Yes, it's the same. You can get those backtraces from the debugging session or in the file. It's safe to assume though it's the alike issue as 3 out of 5 dumps you shared have this problem (dump 0,1,4).

Well, you said it yourself -- it seems you had issues when you were cross-compiling. Grab some similar project and try to cross-compile it on this machine.

I can imagine it's bugging you (pun intended) that you can't trigger it with the stress test. Note you are experiences issues deep in the kernel, in the trap handler. Routine that is called pretty much all the time. While not impossible it's not likely you found an issue there. You have have MCA errors (HW is telling you it has problem with itself). You are crashing because you keep jumping incorrectly in the code.

For the stress part I'd be focusing on memory allocations, so stress -m 262144 or something like this. You have plenty of RAM so you need to really stress it. Or use --vm-bytes to allocate larger chunks of memory.

jbo@ · Nov 8, 2021

I was really hoping that after some time I'd get another crash I can report with potentially more options but nope...

As before this machine is running rock solid. It's a dual boot with FreeBSD 13.0-RELEASE and Windows 10. I switch between the two a lot.

I've been throwing everything I got on this machine. Stress tests of all kinds & extends, manual workloads, synthetic workloads, working on it while also running stress tests - both in Windows an FreeBSD. Absolutely nothing is happening.

I even overclocked the system and it's still running rock solid through all batteries of tests and "just working" on it.

_martin · Nov 8, 2021

I hate those kind of Heisen bugs but that's a life. It seems this bug was triggered due to some sort of i-cache issues. But why was the arm gcc rubbing it the right way is really hard to say. You do have proof though that MCA was logged, that is a warning. I don't think this is a 'self-healing' problem (meant as a little joke). That's why I suggested reseating the CPU, memory modules and doing little cleanup there too. Maybe sun was really affecting your CPU after all ;-).

jbo@ · Dec 24, 2021

Unfortunately I don't have any directly helpful news on this. I have been using this particular machine every single day for 8 to 14 hours non-stop (sometimes also with Windows 10, not always just FreeBSD 13). As this is my main work horse I literally throw everything at it and it is usually not just idling around. The system is rock solid.

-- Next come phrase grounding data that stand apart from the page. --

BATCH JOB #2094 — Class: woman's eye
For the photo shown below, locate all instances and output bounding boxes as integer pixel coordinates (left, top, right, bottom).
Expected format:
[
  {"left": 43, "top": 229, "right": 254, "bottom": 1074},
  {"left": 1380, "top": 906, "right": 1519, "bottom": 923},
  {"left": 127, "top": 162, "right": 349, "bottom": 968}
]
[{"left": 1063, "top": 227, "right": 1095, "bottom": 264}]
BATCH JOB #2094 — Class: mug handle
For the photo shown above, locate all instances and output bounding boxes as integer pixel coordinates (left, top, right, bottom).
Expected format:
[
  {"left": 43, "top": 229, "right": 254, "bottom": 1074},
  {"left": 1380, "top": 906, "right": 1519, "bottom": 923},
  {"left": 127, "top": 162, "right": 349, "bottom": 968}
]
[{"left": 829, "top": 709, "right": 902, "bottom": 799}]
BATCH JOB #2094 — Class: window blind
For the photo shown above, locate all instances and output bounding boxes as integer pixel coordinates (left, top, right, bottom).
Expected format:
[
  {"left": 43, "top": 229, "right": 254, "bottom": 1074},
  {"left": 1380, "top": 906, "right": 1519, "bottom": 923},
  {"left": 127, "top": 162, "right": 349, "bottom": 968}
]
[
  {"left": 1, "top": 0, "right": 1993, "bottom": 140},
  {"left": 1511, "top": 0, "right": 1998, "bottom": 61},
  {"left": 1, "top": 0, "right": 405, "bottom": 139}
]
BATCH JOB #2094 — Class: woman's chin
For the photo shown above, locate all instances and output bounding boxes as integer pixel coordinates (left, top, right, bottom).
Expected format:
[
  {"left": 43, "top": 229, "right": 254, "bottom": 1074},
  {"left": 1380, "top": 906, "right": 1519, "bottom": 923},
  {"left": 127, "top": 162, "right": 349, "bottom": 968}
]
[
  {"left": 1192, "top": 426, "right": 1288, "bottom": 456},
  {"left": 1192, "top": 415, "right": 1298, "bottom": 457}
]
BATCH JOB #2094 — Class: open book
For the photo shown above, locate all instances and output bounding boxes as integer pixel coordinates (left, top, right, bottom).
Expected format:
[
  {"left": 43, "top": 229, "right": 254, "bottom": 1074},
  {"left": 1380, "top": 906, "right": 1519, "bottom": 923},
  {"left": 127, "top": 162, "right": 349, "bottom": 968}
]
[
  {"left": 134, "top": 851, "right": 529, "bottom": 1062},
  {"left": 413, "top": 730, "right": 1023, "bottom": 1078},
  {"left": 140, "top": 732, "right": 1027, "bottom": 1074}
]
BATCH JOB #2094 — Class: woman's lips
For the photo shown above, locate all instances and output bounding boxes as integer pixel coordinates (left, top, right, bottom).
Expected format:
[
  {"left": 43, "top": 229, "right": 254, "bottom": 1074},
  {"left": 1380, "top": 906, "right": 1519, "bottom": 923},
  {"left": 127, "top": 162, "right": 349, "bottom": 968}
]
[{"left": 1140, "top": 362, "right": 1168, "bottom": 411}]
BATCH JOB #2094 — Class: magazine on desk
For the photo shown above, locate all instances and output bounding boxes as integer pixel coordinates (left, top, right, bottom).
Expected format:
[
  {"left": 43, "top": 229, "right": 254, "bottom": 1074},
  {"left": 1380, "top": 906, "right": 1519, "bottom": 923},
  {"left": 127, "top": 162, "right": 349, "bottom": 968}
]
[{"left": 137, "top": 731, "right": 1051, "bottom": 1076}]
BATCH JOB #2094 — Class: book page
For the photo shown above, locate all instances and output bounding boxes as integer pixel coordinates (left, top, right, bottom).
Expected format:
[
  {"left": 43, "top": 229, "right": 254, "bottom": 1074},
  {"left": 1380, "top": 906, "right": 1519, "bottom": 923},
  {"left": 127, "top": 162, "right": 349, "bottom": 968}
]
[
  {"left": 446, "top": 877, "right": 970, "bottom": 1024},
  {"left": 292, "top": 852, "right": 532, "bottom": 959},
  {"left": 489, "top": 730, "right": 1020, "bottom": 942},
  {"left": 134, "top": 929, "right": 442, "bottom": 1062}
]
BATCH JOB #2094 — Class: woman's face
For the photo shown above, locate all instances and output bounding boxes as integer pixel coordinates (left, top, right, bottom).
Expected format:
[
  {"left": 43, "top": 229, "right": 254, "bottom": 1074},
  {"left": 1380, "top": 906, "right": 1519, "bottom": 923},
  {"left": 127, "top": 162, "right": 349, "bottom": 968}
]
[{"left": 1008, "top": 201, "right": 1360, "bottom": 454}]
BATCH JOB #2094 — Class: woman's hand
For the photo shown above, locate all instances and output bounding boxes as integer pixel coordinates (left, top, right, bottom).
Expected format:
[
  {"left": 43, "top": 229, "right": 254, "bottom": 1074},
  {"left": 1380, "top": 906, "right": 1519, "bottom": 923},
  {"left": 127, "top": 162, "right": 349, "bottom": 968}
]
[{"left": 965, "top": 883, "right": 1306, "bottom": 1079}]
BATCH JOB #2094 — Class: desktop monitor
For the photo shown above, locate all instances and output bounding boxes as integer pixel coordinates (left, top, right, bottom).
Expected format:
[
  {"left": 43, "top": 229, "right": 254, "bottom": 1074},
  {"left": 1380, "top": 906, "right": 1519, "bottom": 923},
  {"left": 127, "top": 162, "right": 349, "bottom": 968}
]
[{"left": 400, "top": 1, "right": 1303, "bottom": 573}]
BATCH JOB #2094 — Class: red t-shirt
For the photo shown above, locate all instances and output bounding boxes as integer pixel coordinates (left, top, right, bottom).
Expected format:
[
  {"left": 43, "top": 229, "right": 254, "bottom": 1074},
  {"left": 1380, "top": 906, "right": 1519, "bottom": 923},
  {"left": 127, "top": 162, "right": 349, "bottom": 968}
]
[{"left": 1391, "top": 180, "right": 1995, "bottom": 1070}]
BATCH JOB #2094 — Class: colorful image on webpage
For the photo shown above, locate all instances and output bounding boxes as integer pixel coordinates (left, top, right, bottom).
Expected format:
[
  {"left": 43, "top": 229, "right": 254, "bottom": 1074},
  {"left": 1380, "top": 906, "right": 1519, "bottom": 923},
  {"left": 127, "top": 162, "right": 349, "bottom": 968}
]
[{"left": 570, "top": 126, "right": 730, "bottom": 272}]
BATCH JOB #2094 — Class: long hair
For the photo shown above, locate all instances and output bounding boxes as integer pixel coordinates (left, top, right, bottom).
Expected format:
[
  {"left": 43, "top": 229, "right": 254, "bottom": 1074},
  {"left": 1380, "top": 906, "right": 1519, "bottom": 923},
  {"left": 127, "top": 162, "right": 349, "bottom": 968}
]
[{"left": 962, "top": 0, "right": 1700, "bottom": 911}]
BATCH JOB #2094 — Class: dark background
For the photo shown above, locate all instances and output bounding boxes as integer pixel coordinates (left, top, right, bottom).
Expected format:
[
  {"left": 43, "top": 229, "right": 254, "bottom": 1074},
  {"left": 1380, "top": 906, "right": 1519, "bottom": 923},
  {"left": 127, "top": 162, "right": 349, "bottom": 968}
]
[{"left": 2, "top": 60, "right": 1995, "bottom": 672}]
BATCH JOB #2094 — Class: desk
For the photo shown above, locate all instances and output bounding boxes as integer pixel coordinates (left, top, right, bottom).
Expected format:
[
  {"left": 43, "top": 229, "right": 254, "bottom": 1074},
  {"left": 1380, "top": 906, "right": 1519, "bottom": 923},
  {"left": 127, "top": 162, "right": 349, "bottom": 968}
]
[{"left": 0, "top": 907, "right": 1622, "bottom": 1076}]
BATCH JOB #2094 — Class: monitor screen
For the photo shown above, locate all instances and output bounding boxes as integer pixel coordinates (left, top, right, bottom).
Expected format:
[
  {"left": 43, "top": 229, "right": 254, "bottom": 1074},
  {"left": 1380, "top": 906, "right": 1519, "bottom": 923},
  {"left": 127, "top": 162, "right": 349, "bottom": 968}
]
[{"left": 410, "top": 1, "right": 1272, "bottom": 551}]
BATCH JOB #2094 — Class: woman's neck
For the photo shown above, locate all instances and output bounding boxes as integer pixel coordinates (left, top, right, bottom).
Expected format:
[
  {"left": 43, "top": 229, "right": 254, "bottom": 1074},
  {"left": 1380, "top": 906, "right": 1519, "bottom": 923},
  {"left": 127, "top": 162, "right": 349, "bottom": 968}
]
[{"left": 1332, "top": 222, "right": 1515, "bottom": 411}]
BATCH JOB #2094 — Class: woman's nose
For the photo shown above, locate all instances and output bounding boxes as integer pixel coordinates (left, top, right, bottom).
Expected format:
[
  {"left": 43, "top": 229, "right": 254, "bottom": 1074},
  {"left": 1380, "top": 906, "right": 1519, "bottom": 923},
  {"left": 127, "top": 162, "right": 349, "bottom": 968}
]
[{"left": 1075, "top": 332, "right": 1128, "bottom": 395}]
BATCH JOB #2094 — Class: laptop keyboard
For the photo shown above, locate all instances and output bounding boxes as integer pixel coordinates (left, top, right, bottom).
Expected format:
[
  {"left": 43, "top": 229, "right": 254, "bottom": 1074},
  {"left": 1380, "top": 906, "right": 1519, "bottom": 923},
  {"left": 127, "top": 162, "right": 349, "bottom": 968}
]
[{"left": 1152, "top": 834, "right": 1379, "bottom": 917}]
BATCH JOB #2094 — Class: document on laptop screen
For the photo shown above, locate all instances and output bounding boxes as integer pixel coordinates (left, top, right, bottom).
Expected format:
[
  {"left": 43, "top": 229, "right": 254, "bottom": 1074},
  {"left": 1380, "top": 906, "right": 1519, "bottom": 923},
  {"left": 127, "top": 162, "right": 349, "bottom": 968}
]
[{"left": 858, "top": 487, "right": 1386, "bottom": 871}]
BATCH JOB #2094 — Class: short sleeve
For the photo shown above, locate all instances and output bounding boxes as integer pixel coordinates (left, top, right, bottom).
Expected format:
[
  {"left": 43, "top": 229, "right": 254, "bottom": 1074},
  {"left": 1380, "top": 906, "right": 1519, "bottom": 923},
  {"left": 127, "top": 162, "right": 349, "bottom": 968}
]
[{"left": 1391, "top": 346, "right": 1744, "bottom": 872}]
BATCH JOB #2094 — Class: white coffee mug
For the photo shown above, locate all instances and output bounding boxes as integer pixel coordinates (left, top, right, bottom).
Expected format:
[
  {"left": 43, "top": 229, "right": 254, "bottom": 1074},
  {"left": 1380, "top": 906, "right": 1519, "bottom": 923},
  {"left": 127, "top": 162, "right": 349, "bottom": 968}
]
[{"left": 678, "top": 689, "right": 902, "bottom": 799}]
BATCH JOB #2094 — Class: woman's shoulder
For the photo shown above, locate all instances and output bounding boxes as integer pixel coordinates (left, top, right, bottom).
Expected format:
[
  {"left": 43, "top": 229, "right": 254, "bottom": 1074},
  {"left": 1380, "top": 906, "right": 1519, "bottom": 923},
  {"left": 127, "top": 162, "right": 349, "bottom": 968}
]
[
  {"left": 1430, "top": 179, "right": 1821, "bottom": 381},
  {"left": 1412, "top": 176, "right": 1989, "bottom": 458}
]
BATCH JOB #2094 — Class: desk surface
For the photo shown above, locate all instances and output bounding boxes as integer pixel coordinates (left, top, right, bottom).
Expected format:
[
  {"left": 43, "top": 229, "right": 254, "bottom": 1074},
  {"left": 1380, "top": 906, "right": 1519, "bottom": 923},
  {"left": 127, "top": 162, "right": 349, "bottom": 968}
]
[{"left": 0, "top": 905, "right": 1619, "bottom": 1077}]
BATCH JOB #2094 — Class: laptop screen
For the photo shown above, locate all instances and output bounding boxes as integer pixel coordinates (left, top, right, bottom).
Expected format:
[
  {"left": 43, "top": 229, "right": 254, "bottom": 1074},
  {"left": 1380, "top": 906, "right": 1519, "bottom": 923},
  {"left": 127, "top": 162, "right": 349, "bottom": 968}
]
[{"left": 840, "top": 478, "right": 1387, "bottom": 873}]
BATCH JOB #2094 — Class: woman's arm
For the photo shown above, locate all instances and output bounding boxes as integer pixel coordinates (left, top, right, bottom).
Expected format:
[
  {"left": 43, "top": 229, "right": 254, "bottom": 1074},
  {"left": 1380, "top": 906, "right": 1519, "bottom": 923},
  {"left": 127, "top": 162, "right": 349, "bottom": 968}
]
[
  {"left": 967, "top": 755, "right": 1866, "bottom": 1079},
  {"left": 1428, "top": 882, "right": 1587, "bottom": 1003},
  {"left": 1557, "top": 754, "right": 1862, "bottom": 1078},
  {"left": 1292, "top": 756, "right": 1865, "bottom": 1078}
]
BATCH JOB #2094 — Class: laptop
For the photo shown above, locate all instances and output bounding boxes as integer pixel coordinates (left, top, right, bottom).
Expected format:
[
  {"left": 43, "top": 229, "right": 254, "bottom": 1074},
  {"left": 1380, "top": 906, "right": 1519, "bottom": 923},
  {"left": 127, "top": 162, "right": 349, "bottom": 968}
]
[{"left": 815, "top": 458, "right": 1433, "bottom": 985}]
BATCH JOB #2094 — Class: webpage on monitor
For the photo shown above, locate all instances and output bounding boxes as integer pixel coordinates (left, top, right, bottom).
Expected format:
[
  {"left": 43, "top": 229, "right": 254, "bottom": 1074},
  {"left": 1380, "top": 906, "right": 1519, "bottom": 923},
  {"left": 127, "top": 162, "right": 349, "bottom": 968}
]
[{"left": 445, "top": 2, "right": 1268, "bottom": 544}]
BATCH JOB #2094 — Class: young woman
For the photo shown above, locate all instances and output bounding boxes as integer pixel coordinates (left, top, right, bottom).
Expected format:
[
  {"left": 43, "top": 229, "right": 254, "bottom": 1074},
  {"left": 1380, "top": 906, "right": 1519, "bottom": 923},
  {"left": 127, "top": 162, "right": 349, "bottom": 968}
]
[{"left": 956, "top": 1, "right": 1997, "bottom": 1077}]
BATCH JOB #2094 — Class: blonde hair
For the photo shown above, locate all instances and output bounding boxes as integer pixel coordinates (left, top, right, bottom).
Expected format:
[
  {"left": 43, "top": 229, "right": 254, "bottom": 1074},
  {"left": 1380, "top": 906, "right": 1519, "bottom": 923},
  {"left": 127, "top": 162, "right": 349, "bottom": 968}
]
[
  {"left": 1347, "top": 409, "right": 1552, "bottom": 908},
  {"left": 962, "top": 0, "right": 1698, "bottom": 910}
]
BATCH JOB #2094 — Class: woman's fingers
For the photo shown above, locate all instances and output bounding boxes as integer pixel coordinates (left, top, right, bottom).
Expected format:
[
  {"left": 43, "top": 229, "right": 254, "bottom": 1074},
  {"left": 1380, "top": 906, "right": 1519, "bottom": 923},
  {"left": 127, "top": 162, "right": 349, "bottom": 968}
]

As mentioned in my previous post I also overclocked the system (CPU / RAM) and left it at that ever since and it just continues rocking day after day without a single issue.

I haven't touched the actual hardware of this machine in over two years. I didn't re-socket or re-paste anything. These crashes happened - now they don't anymore.
I still run the occassional stress test & memtest on this machine over night because I'm paranoid. Nothing to report tho.

_martin · Dec 24, 2021

Thanks for reporting back. That compilation/job you had had to rub the bug really good way. I guess there's no point of testing it any further. Maybe the bug will resurface when you stop looking for it.